We frequently get asked why a document cannot be found by specific text that is in that document. Answering this question involves explaining how documents are made searchable and explaining some of the hurdles involved. The different methods of publishing determine how they are made searchable. Here’s a quick overview of each type of document, how it is made searchable and common problems.
Scanned, Faxed or drag-n-drop Documents
A scanned document is essentially a photograph of a piece of paper, as are faxed documents. Our search engine reads only text. To convert an image into text, the document must go through a process called optical character recognition, or OCR. The quality of the scan makes a big difference in the OCR; in the IT world there is an old saying: “Garbage in, Garbage out.” Here are some considerations in order to get the best results:
- The recommended best scanning resolution for OCR accuracy is 300 dpi.

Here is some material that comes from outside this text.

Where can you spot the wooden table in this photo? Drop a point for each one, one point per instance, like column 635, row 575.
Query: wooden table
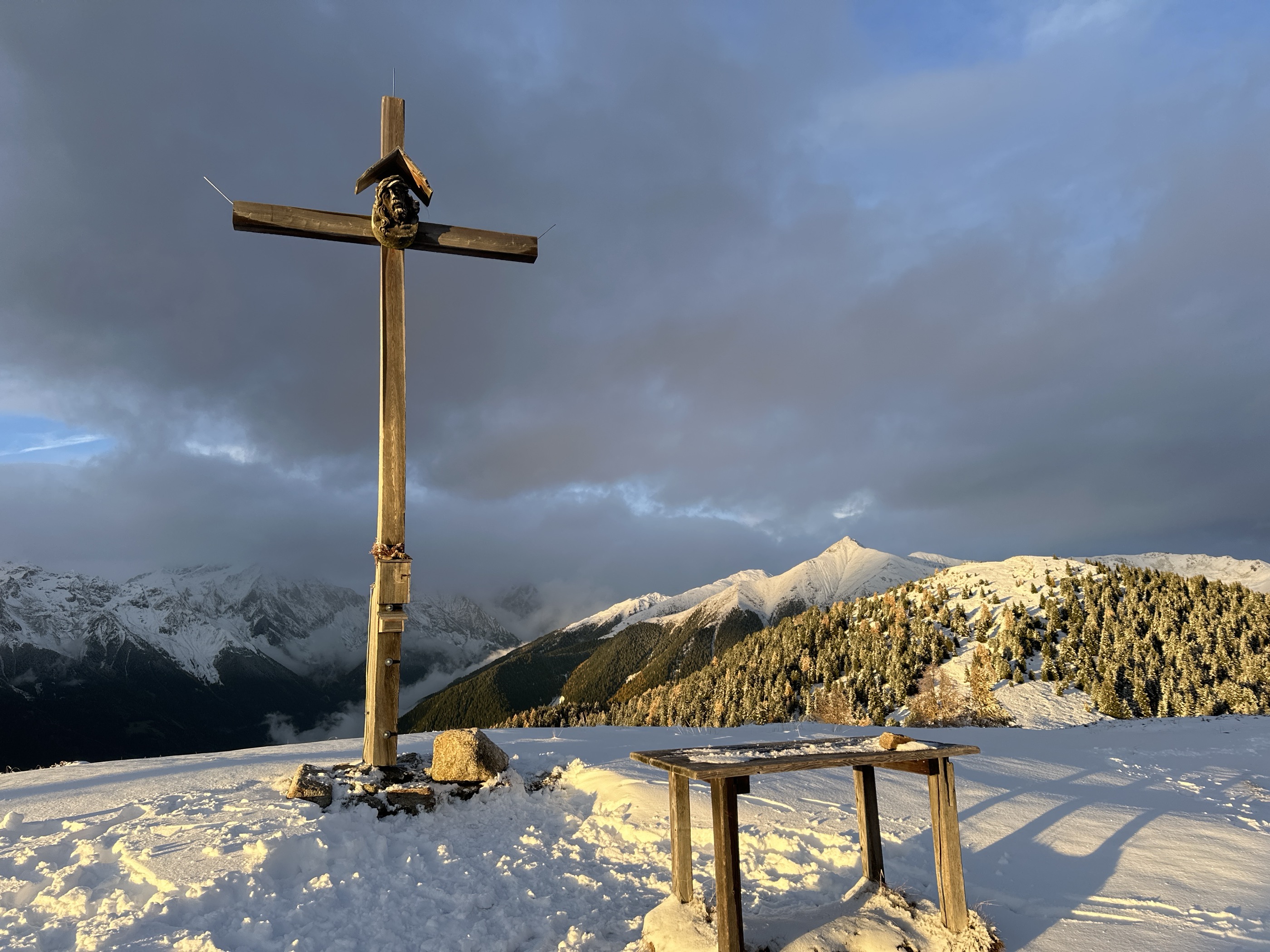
column 728, row 771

- Brightness settings that are too high or too low can have negative effects on the accuracy of your image. A brightness of 50% is recommended.
- Straightness of the initial scan can affect OCR quality. Skewed pages can lead to inaccurate recognition.
- Older and discolored documents must be scanned in RGB mode in order to capture all of the image data.
Documents that you drag and drop into our folders are passed through the OCR to ensure searchability – some need it, some don’t but it’s better to be safe.
Documents that are printed using the ENet Docs Print Client (or older Net.DFM Print Client) are not images and thus do not get passed through the OCR. Whether or not they are searchable is determined by the contents; if the contents are true text, then the resulting document in ENet Docs will be searchable. However, if the contents are images the resulting documents will *not* be searchable. So, how can you tell? If you can select the text that you are trying to print, then *most* of the time the resulting document will be searchable. There are applications that do not play nice with the printing (Google Chrome is an example).
Things get even more complicated with emailed documents – except for our cloud customers. For our cloud customers, all emailed documents are OCR’d. For our on-premise customers, the “to” address determines whether or not a document is OCR’d. Documents sent to “folder… ” or “folder3…” are OCR’d. For some technical reasons, documents sent to “netdfm…” are not OCR’d.
When a document is emailed to ENet Docs (or Net.DFM) whether or not it is processed by the OCR engine is determined by the “to” address.